I feels that this should be true, because at least $f$ is bounded on any compact set.. But, is there a way to prove it or is there any counter example?
Many thanks to any help! 
 A: Continuous unbounded but integrable functions is similar.  As Daniel Fischer says, if you want smoother functions, mollify.
In essence, for a continuous function, integrability is a global property and depends on the behavior of the function at infinity.  Differentiability is a local property, so there isn't really any reason to expect that they should be related.
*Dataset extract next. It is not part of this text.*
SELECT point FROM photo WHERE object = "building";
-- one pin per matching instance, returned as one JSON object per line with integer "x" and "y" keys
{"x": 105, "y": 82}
For an alternate construction, let $\psi$ be your favorite bump function.  Let's say $\psi$ is $C^\infty$, nonnegative, compactly supported in $(0,1)$, has $\int_0^1 \psi(x)\,dx = 1$, and $\sup_{[0,1]} \psi = 3$.  Then for real numbers $a>0$, $c\in \mathbb{R}$ and $b \ge 1$, the function $a \psi(b(x-c))$ is supported in $(c,c+1)$, takes the value $3a$ at some point in that interval, and has $\int_{\mathbb{R}} a \psi(b(x-c))\,dx = a/b$.  
Now let
$$f(x) = \sum_{n=1}^\infty 2^n \psi(2^{2n}(x-n)).$$
$f$ is $C^\infty$ since on each interval $(n, n+1)$ only one of the summands is nonzero.  And by Tonelli's theorem, since all the summands are nonnegative we can interchange sum and integral to get
$$\int_{\mathbb{R}} f(x)\,dx = \sum_{n=1}^\infty \int_{\mathbb{R}} 2^n \psi(2^{2n}(x-n)) \,dx = \sum_{n=1}^\infty 2^n/2^{2n} = \sum_{n=1}^\infty 2^{-n} = 1.$$
So $f$ is integrable.  And clearly $f$ is unbounded since for each $n$ there is an $x \in (n,n+1)$ with $f(x) = 3 \cdot 2^n$.
Intuitively, $f$ consists of a series of smooth bumps marching off to infinity.  Each bump is twice as high and one-fourth as wide as the previous, hence has half the area.
A: No, $f(x) = x$ is integrable, differentiable and unbounded.